Да не нужен мне ни Костя, ни кто другой! Ну как можно быть таким непонятливым?!
Я вскакиваю на ноги, распахиваю дверь... и мрачнею.
— А, это ты, — едва удается скрыть разочарование в голосе.
— И я тебя рад видеть, любимая единственная дочь! — весело подшучивает отец.
Палюсь, видимо. Беру себя в руки и улыбаюсь.
— Прости. Устала. Трудный день.
Я иду в ванную, чтобы умыться и немного прийти в себя. Папа что–то напевает в кухне.
— Юля, беги ужинать! Пицца само то вышла.
Натягиваю приветливую улыбку и сажусь за стол.
— Спасибо, пап... ого, вот это кусок! Спасибо. Эм. Я столько не съем.
— Лопай, тощая как палка.
— Я не тощая. Я... нормальная.
Опускаю глаза.
— Ну да.
Дальше мы едим. Вот только вкус радости не приносит. Аппетита нет, хотя еще недавно казалось, что слона съем. На душе тоскливо. Я ждала выходные. У Матвея с первых дней сентября адовая нагрузка. Еще эта секция, на которую он постоянно ходит... Совсем его не вижу. Обида горло сдавливает. Выходные ждешь–ждешь, как день рождения, как Новый год! Они наступают — и вот, пожалуйста. Разругались в пух и прах!
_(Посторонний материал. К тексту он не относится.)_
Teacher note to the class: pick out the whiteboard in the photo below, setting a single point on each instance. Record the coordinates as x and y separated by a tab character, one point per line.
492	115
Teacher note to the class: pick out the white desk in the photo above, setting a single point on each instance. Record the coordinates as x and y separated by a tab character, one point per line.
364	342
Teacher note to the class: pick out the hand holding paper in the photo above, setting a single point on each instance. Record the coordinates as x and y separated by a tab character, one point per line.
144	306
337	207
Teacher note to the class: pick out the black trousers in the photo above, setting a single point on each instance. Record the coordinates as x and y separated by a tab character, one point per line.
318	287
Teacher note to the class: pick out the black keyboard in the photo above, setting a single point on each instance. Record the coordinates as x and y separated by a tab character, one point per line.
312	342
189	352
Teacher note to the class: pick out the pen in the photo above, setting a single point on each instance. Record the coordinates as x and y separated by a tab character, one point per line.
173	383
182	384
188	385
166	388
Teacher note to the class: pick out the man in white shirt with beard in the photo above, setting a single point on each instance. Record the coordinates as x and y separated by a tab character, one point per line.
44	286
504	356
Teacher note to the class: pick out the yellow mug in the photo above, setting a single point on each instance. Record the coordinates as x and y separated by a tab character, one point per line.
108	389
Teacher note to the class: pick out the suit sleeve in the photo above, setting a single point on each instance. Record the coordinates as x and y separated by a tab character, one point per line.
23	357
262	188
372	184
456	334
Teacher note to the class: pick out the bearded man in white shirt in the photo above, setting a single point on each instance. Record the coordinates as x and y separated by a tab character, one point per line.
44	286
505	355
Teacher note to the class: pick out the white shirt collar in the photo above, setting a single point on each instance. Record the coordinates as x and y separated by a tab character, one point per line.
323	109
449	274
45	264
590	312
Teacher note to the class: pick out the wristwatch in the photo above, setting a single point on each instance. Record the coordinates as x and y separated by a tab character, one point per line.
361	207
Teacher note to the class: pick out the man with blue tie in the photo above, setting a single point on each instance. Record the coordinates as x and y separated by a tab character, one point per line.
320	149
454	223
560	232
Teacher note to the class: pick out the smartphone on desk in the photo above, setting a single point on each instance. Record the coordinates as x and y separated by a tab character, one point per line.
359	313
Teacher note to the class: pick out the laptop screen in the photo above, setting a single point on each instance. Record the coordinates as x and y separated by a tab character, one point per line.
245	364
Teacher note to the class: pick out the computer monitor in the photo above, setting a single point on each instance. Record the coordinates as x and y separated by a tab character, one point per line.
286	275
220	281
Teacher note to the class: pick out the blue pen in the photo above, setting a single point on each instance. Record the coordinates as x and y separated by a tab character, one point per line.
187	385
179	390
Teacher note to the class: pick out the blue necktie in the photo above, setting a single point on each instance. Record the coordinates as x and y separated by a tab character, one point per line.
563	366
Я часто моргаю, прогоняя слезы. Папа же, напротив, пребывает в прекрасном расположении духа.
— Какие планы на вечер? — спрашивает он. — Пойдешь куда–нибудь?
— Настроения что–то нет.
— И кажется, я знаю почему, — заключает папа. Смотрит пристально.
Мой взгляд в тарелку впивается, считаю мысленно до трех.
Матвея я себе отстояла. Родители были категорически против. Во–первых, нечего так рано встречаться с мальчиками. Нам по пятнадцать было, когда мы познакомились: ходили в одну и ту же частную школу для? подготовки к экзаменам. Наша учительница по химии потом вышла замуж за старшего брата Матвея. Приятная и умная девушка. Мы прекрасно ладим.
Отцу не нравилось все. Ни сам Матвей, ни то, что он живет с бабушкой, которая излишне добрая и очевидно не способна сдержать буйный нрав внука. Когда Матвею было тринадцать, его родители погибли в автокатастрофе, с тех пор он сам себе предоставлен.